Every pay point moved up by 3.6% in England, Wales and Northern Ireland; Scotland by 4.4%. The pay scale structure (number of steps, progression years) was unchanged from 2024/25. The new intermediate steps for Bands 8a through 9 introduced in 2024/25 remained, giving senior staff an explicit progression point rather than the previous single-step structure.

Year-on-year change for Band 6

Compared with 2024/25, Band 6 entry pay rose by £1,344 (3.6%) . Top-of-band pay rose by £1,618 (3.6%). The following year, 2026/27, Band 6 entry pay moved to £39,959.

Previous year entry
£37,338

2024/25

This year entry
£38,682

+ 3.6% vs previous year

Union response to the 2025/26 deal

The 2025/26 deal was accepted without industrial action across the four nations. Most union ballots showed members reluctantly accepting the offer rather than backing strike action, which contrasted with the strike-heavy 2022 and 2023 rounds. The settlement was helped by a stronger headline figure than the previous several years and the addition of intermediate pay points for Bands 8a-9 in 2024/25, which had improved pay progression for senior staff.

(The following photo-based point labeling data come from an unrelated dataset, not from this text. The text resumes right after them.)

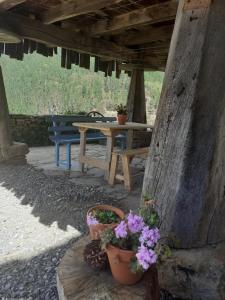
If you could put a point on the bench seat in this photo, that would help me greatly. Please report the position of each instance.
(63, 133)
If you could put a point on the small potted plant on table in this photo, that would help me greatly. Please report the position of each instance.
(101, 217)
(121, 114)
(131, 246)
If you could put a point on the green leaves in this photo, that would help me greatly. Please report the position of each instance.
(150, 216)
(106, 216)
(121, 109)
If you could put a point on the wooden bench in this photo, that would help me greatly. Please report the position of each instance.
(63, 133)
(126, 156)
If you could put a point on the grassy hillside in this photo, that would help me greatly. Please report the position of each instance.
(38, 85)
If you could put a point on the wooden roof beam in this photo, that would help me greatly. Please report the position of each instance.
(75, 8)
(149, 35)
(7, 4)
(149, 15)
(54, 35)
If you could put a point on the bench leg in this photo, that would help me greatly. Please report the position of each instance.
(113, 169)
(126, 172)
(68, 156)
(57, 154)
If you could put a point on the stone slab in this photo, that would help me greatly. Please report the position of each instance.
(16, 151)
(76, 280)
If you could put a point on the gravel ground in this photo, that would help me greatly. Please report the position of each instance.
(40, 217)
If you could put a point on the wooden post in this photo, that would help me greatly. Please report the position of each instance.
(8, 149)
(136, 103)
(185, 171)
(5, 134)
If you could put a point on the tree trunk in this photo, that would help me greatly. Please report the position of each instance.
(185, 171)
(136, 103)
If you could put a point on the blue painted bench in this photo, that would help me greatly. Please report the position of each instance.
(63, 133)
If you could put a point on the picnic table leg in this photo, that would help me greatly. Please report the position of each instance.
(82, 147)
(110, 144)
(130, 134)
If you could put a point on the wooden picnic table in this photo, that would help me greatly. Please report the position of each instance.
(110, 130)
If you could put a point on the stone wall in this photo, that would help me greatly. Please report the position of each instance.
(32, 130)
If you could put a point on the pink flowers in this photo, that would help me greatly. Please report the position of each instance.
(134, 230)
(146, 257)
(135, 223)
(91, 220)
(149, 237)
(121, 230)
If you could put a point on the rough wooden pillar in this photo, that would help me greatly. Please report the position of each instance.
(185, 171)
(136, 103)
(5, 134)
(8, 150)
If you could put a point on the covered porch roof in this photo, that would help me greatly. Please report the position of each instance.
(132, 33)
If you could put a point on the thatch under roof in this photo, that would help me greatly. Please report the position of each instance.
(120, 34)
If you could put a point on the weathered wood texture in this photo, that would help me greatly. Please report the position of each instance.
(75, 280)
(75, 8)
(7, 4)
(136, 104)
(56, 36)
(5, 133)
(152, 14)
(185, 172)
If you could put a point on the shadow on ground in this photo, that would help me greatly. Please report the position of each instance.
(59, 198)
(35, 278)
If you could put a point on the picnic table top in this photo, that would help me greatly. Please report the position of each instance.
(112, 125)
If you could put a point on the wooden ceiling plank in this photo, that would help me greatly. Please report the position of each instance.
(8, 4)
(149, 15)
(75, 8)
(145, 36)
(54, 35)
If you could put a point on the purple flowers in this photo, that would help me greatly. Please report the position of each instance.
(149, 237)
(91, 220)
(135, 223)
(146, 257)
(121, 230)
(135, 233)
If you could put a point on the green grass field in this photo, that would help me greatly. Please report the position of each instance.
(38, 86)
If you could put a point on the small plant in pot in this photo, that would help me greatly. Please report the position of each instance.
(132, 246)
(121, 114)
(101, 217)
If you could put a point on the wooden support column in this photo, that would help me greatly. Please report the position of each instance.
(185, 171)
(136, 104)
(5, 134)
(8, 149)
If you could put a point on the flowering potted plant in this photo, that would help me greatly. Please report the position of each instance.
(101, 217)
(131, 245)
(121, 114)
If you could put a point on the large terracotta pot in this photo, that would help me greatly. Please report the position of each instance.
(121, 119)
(119, 261)
(95, 230)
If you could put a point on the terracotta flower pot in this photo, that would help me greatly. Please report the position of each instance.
(119, 261)
(121, 119)
(96, 229)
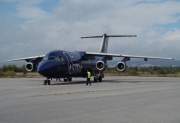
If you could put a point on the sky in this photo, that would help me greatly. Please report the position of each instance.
(35, 27)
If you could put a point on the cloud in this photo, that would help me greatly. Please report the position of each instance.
(33, 30)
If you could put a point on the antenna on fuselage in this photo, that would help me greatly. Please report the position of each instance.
(105, 38)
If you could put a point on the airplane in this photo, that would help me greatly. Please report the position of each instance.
(69, 64)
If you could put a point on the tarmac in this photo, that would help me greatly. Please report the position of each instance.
(118, 99)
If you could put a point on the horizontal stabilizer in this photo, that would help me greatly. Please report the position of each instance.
(105, 35)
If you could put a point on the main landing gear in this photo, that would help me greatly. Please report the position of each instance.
(98, 78)
(48, 81)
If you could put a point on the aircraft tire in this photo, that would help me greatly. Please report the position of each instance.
(95, 80)
(49, 82)
(100, 79)
(69, 79)
(65, 79)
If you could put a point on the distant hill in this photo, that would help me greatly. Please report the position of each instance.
(113, 63)
(141, 62)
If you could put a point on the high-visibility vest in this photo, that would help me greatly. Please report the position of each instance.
(89, 74)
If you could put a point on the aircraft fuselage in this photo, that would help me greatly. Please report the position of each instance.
(61, 64)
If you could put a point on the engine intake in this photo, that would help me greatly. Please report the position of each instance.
(121, 66)
(100, 65)
(30, 67)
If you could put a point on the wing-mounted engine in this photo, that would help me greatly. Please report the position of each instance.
(31, 66)
(100, 65)
(121, 66)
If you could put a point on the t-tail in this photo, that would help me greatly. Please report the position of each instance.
(105, 39)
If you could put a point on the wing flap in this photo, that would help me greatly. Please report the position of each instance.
(128, 56)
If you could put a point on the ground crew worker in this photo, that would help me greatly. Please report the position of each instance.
(88, 78)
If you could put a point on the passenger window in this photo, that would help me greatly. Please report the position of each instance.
(61, 59)
(57, 59)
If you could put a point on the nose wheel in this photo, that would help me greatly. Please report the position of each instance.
(47, 81)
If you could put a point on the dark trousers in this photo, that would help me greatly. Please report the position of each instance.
(88, 81)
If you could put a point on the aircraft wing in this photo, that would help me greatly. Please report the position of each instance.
(28, 58)
(126, 56)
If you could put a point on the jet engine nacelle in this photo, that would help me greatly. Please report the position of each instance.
(30, 66)
(100, 65)
(121, 66)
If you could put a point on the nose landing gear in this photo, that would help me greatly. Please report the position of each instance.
(47, 81)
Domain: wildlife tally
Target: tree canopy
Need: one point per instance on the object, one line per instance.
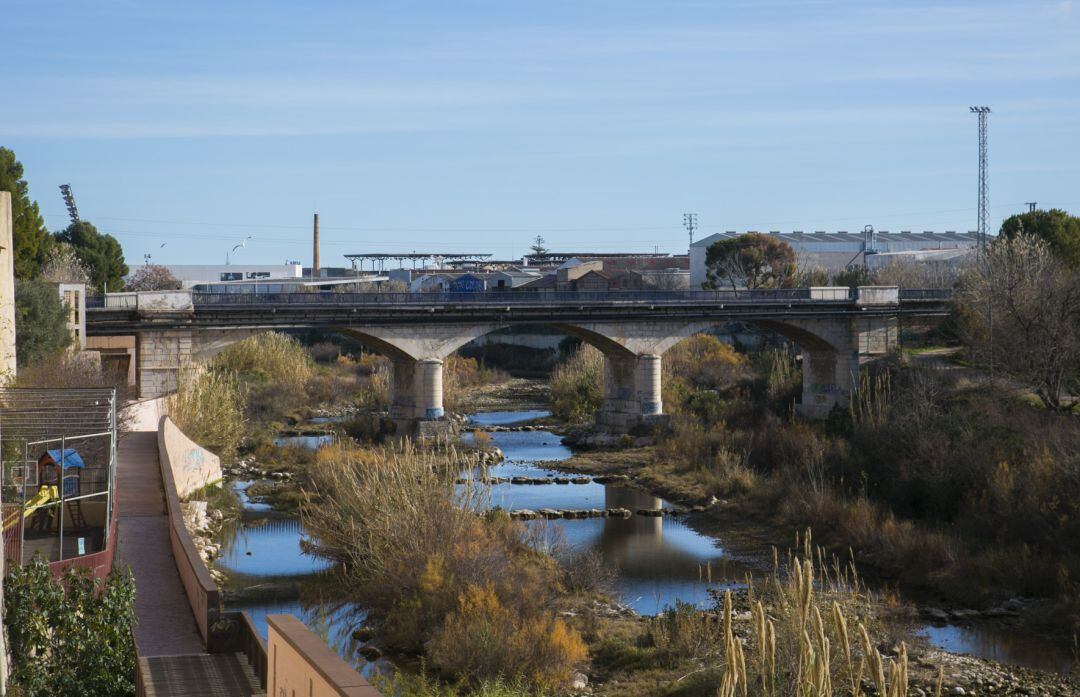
(1018, 310)
(1056, 227)
(30, 239)
(100, 254)
(152, 277)
(41, 318)
(751, 260)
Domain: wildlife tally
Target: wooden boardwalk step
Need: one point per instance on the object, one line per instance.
(205, 674)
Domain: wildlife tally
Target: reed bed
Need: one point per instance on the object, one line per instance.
(269, 357)
(208, 407)
(440, 575)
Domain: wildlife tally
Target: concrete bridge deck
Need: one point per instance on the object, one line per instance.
(836, 329)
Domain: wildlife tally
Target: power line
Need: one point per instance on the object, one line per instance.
(982, 112)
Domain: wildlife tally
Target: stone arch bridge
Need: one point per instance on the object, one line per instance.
(836, 330)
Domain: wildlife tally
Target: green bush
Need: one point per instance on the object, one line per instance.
(41, 326)
(67, 638)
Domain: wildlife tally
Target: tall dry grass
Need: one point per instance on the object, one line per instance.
(808, 629)
(440, 575)
(269, 357)
(577, 385)
(208, 407)
(460, 376)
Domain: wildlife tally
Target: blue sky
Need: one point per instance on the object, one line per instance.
(472, 126)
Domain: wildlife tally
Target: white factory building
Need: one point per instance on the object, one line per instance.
(837, 251)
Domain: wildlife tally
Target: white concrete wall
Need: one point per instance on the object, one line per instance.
(191, 273)
(193, 467)
(7, 290)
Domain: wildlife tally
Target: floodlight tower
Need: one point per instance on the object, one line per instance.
(69, 202)
(983, 112)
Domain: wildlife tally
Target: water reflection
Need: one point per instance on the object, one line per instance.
(267, 546)
(310, 441)
(658, 560)
(333, 621)
(507, 418)
(1001, 644)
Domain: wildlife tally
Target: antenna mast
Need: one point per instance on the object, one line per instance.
(69, 202)
(690, 223)
(983, 112)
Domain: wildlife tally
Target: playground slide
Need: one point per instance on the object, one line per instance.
(44, 495)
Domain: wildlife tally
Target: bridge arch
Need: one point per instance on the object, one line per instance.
(633, 350)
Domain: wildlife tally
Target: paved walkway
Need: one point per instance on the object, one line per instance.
(165, 624)
(200, 675)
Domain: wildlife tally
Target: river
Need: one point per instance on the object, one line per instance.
(657, 560)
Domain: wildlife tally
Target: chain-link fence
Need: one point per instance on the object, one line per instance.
(57, 481)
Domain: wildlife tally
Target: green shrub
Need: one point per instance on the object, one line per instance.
(70, 638)
(41, 319)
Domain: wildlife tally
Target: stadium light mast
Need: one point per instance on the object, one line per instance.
(982, 112)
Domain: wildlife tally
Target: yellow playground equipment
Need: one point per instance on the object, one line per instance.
(44, 495)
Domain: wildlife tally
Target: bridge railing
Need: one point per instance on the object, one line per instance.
(524, 297)
(926, 294)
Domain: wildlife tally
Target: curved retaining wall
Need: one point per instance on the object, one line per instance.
(192, 467)
(198, 585)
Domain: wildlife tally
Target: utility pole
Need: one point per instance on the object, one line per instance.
(314, 251)
(690, 223)
(982, 112)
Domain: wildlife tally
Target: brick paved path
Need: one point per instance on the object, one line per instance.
(165, 624)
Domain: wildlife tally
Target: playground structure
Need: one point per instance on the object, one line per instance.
(57, 479)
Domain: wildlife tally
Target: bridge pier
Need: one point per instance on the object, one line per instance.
(632, 391)
(416, 392)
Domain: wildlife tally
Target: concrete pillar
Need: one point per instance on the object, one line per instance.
(402, 384)
(620, 393)
(632, 390)
(416, 390)
(649, 396)
(7, 290)
(826, 380)
(429, 388)
(160, 357)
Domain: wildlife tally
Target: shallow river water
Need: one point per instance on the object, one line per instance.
(657, 560)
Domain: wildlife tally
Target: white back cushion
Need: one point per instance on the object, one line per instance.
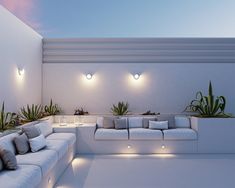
(182, 122)
(45, 128)
(135, 122)
(158, 124)
(100, 122)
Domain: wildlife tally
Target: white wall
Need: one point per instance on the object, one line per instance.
(163, 87)
(19, 46)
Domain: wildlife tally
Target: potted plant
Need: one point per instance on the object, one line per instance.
(30, 113)
(216, 129)
(51, 109)
(120, 109)
(7, 119)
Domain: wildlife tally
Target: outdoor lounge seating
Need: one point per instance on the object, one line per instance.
(42, 168)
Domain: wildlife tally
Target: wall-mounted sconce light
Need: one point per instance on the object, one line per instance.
(136, 76)
(89, 76)
(20, 71)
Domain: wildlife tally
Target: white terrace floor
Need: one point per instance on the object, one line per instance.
(150, 171)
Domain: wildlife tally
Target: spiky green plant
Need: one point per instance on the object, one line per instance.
(7, 119)
(31, 113)
(208, 106)
(120, 109)
(51, 109)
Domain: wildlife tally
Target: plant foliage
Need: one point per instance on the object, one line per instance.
(120, 109)
(208, 106)
(31, 113)
(80, 112)
(51, 109)
(7, 119)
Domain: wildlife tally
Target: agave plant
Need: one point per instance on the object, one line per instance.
(31, 113)
(51, 109)
(208, 106)
(7, 119)
(120, 109)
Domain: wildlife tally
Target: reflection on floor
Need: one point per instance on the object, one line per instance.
(150, 171)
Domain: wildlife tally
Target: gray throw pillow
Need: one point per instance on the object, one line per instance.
(31, 131)
(1, 165)
(146, 121)
(8, 159)
(120, 123)
(108, 122)
(22, 144)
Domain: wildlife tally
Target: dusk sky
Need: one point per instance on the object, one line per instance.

Common questions about Band 6 pay in 2025/26

How much did Band 6 pay increase in 2025/26?
Band 6 entry pay in England rose from £37,338 to £38,682 (3.6%). Top-of-band pay rose from £44,962 to £46,580 (3.6%).
When was the 2025/26 Band 6 pay rise paid?
The new Band 6 rates were backdated to 2025-04-01. In most NHS Trusts the uplift first showed in the payslip a few months later, with arrears for the backdated period paid alongside the first new monthly rate.
What is the hourly rate for Band 6 in 2025/26?
Based on a 37.5-hour standard NHS week, Band 6 entry pay of £38,682 works out at £19.78 per hour. Top-of-band pay of £46,580 works out at £23.82 per hour.
When was the 2025/26 NHS pay rise paid?
England, Wales and Northern Ireland staff saw the new rate in their June or July 2025 payslip with arrears back to 1 April. Scotland's 4.4% revision was paid out in February and March 2026 after the inflation guarantee was triggered, with arrears back to 1 April 2025.
How much was the 2025/26 uplift in cash?
A Band 5 newly qualified nurse saw entry pay rise from £29,970 to £31,049, a £1,079 annual increase. A Band 6 specialist nurse went from £37,338 to £38,682, up £1,344. A Band 7 ward manager at the top step moved from £52,809 to £54,710, a £1,901 increase.
Was the 2025/26 deal accepted by unions?
Yes, all major NHS unions accepted the 2025/26 settlement without industrial action. The RCN, Unison, Unite and others ran consultative ballots; while many members described the offer as below what they felt they deserved, the majority view was to accept rather than strike.